MAINZ (17. Februar 2012). Der Gründung der Domkantorei im Jahr 1987 durch Domkapellmeister Mathias Breitschaft liegt ein geradezu solidarisches Ansinnen zugrunde: Noch bevor der Dirigent des Domchores sein Amt antrat, registrierte er, dass die Knaben als einziges Vokalensemble am Dom mit ihren wöchentlichen Auftritten in den Gottesdiensten und Vespern zu eingespannt waren, um langfristig Qualität und eine gewisse Breite in der Chorliteratur erreichen zu können.

Also machte er es noch vor der Unterzeichnung seines Arbeitsvertrages zur Bedingung, dass zur Entlastung des Domchors ein weiteres Ensemble installiert wird. Doch das musste erst Mal gegründet werden und nach zwei Jahren im Amt probte vor 25 Jahren erstmals die Domkantorei St. Martin: anfangs mit rund 40 Sängerinnen und Sängern, die jedoch schnell auf über 80 anwuchsen, denn Qualität und Anspruch des neuen Chores sprach sich herum.

Das erste Konzert – Haydns „Schöpfung“ gemeinsam mit dem Domchor – war bereits ein halbes Jahr nach Gründung ein großer Erfolg. Heute zählt die Domkantorei rund 100 Sängerinnen und Sänger, wobei ein Großteil der Männerstimmen ehemalige Domchormitglieder sind. Besonders freut sich Breitschaft auch über erste junge Damen aus dem Mädchenchor am Dom und St. Quintin, die nach ihrer Zeit im Jugendensemble gerne weiter singen möchten.

Das Repertoire der Domkantorei umfasst die gesamte gängige Chorsinfonik: Nicht nur zu entsprechenden Jubiläen führte man die Gesamtwerke der geistlichen Vokalmusik von Bruckner oder Palestrina auf und sang Stücke von Bach, Händel und Schütz. Auf dem Programm standen mitunter äußerst selten zu hörende Werke wie von Mainzer Hofkomponisten. Mit diesem Chor kann Breitschaft auch anspruchsvolle zeitgenössische Chorliteratur musizieren, worauf ein großer Akzent gesetzt wird: Von den 30 Uraufführungen, die der Domkapellmeister in seiner Mainzer Zeit dirigierte, wurden rund 20 mit der Domkantorei realisiert.

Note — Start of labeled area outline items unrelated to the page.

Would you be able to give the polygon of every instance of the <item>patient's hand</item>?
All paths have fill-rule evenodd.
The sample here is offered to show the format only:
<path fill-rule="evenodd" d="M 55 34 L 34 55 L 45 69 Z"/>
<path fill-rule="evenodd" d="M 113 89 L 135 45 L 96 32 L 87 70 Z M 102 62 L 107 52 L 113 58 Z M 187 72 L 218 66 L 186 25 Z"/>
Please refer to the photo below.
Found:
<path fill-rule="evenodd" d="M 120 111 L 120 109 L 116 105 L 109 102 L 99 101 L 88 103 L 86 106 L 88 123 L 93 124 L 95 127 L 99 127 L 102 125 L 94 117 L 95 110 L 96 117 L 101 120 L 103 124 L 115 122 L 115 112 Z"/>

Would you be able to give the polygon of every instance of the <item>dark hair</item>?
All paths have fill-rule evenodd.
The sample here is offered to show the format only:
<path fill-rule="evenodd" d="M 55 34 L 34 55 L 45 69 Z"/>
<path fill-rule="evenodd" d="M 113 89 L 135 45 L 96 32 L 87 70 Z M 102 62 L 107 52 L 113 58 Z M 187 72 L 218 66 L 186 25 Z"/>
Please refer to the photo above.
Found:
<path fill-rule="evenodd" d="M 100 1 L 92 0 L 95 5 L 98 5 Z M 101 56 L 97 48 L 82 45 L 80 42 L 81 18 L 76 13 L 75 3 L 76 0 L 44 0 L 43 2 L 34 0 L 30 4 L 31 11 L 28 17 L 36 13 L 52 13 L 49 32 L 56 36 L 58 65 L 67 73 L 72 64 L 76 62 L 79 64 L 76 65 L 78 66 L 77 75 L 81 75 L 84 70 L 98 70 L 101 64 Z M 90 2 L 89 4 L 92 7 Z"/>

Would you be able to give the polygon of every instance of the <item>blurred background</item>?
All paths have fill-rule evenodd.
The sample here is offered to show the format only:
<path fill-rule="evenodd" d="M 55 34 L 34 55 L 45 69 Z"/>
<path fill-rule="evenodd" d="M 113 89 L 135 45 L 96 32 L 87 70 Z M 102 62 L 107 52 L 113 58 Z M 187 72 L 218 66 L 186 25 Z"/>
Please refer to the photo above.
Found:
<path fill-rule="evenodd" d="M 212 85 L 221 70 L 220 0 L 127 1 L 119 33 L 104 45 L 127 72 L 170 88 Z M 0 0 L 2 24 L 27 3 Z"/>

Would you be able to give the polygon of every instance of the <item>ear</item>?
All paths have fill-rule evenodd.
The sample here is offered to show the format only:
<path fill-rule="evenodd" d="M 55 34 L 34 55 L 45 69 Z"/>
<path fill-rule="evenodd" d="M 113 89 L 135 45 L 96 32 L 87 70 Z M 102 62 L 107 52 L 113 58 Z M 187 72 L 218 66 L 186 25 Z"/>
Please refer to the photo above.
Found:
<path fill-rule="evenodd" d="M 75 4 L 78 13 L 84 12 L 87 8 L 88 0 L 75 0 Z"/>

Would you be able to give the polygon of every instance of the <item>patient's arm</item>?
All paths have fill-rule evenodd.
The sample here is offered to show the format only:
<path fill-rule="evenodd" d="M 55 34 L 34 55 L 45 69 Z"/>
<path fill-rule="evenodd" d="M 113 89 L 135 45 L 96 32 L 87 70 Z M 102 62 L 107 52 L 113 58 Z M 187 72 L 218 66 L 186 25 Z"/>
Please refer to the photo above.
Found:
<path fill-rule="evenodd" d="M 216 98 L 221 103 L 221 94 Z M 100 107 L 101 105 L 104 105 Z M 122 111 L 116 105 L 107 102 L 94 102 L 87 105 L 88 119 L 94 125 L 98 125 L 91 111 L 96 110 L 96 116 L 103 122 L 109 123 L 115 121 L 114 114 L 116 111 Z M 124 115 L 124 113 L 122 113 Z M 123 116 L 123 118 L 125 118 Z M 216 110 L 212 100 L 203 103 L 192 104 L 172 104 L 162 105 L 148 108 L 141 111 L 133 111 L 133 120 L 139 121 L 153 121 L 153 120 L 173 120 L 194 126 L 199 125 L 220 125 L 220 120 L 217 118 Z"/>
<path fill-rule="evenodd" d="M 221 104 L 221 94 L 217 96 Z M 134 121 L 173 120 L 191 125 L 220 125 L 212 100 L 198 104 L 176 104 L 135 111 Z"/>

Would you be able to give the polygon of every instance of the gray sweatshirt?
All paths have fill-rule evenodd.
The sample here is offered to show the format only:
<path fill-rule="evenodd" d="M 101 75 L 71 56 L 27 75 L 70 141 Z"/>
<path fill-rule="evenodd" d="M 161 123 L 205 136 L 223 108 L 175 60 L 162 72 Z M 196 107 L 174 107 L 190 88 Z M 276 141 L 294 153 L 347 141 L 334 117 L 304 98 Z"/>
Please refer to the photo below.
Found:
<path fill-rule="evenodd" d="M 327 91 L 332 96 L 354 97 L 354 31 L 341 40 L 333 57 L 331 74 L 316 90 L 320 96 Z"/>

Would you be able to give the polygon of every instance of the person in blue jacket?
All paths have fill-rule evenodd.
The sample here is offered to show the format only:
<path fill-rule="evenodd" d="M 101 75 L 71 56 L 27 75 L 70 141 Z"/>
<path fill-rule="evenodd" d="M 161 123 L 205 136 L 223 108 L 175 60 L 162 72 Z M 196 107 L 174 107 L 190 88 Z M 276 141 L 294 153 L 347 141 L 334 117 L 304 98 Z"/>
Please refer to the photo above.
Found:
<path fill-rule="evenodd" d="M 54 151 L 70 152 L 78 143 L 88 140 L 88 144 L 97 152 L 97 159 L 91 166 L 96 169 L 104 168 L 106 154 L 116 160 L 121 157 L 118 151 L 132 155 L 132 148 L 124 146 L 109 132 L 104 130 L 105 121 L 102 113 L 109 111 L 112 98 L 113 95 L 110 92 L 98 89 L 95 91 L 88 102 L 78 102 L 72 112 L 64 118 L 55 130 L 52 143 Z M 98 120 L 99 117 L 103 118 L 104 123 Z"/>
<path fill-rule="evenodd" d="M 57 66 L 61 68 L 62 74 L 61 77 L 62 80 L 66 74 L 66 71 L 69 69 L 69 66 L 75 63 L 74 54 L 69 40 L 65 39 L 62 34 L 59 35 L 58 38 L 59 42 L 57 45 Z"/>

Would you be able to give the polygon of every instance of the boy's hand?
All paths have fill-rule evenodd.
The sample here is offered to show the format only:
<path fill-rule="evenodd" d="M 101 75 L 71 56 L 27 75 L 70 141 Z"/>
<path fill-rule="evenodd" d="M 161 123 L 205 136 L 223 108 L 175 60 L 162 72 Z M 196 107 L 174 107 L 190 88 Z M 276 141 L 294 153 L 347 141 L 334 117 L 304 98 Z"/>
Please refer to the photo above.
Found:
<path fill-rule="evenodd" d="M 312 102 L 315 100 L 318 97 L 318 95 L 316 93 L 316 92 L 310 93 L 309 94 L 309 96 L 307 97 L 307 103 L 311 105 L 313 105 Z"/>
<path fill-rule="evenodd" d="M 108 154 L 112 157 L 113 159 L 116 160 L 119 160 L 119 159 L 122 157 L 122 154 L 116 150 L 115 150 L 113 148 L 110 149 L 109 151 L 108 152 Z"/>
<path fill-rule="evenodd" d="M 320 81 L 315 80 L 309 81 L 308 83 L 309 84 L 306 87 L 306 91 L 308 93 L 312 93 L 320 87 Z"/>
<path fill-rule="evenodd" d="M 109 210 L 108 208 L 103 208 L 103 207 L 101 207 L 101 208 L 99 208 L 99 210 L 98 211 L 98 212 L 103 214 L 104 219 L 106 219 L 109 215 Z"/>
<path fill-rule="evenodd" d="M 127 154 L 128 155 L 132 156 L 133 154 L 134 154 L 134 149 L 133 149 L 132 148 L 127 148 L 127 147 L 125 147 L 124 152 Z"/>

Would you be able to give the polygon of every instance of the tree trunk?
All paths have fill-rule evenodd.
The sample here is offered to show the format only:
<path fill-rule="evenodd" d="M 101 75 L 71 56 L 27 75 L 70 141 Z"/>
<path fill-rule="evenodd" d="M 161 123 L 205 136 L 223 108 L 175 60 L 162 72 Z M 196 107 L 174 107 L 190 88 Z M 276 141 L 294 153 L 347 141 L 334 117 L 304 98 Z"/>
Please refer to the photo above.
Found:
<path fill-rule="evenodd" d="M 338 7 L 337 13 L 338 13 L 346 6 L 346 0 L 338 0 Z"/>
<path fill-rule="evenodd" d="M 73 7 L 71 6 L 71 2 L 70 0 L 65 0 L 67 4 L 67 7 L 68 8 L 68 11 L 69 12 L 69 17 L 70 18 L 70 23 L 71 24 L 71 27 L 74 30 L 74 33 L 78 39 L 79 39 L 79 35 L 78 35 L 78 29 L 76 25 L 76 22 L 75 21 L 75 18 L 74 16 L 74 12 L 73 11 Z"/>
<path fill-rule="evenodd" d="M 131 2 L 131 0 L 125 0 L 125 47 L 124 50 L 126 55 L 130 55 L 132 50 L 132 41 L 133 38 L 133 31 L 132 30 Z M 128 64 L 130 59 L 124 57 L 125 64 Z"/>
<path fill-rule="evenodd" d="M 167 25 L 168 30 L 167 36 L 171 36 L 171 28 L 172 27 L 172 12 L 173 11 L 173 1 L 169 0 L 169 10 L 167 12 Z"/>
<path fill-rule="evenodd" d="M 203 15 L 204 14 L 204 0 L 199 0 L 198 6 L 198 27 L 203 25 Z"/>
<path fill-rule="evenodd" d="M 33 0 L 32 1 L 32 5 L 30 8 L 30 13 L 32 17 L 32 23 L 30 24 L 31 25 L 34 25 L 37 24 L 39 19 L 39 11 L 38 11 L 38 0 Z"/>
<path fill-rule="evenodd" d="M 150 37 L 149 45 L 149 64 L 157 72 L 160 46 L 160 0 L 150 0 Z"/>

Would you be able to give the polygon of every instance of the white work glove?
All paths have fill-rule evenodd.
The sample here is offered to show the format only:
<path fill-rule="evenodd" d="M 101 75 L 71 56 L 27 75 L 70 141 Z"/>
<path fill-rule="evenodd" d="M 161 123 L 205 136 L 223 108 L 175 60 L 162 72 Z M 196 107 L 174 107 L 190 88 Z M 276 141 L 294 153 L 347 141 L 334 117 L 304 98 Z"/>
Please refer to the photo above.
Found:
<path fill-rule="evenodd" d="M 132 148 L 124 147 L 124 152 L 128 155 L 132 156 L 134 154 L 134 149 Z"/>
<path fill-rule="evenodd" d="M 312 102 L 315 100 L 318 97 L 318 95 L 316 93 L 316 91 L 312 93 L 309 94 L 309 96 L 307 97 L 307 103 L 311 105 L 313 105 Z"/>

Darüber hinaus bestehen enge Kontakte zu den Klangkörpern der Region, darunter die Rheinische Philharmonie Koblenz, die Staatsphilharmonie Rheinland Pfalz, das Mainzer Kammerorchester und natürlich das Orchester des Mainzer Staatstheaters. Aber auch über die Landesgrenzen hinaus ist die Domkantorei ein geschätzter Partner und arbeitete bereits mit dem SWR-Rundfunkorchester, der Philharmonie Südwestfalen und dem Jerusalem Sinfonieorchester zusammen.

Eine rege Konzerttätigkeit im In- und Ausland mit Auftritten in Rom, Prag, Brüssel oder Paris dokumentieren auch das Selbstverständnis als musikalischer Botschafter; so trat die Domkantorei auch schon in Israel und Polen auf. In der laufenden Saison folgt der Chor einer Einladung an die Alte Oper Frankfurt, um dort die 8. Sinfonie von Mahler aufzuführen und wurde von GMD Leon Reiskin eingeladen, im Concertgebouw Amsterdam, in Antwerpen und Mailand mit der Rheinischen Philharmonie Koblenz die Lobgesang-Sinfonie von Mendelssohn aufzuführen.

Was der Chorleiter an „seiner“ Kantorei schätzt, sind der eigene Klang („Rund, weich und geradezu sinnlich, aber auch transparent und kraftvoll sowie sehr modulationsfähig!“), der durch intensive Stimmbildung stetig weiterentwickelt wird und ein souveränes Miteinander abseits jeder Vereinsmeierei. Die Altersstruktur liegt dabei zwischen 17 und 70 Jahren, wobei laut Breitschaft jeder einzelne an sich selbst hohe Ansprüche stellt und großen Wert auf hochqualifiziertes Musizieren legt: „Alle sind unglaublich engagiert, leistungsfähig und begeistert“.

Gefragt nach besonderen Erinnerungen nennt der Dirigent neben einer Aufführung von Brittens „War Requiem“ in Verdun und Brahms‘ „Deutschem Requiem“ in Israel das Konzert von Händels „Saul“ anlässlich der Wiedereröffnung des Mainzer Staatstheaters im Schatten des Terroranschlags vom 9. September 2001 und die szenische Umsetzung von Mendelssohns „Elias“ 2005: Am Premierenabend verschied Papst Johannes Paul II. und statt zur anschließenden Feier zu gehen, zogen die Sängerinnen und Sängerinnen der Domkantorei in den Dom und stimmten für den beliebten Pontifex den Choral „Wer bis an das Ende beharrt“ an.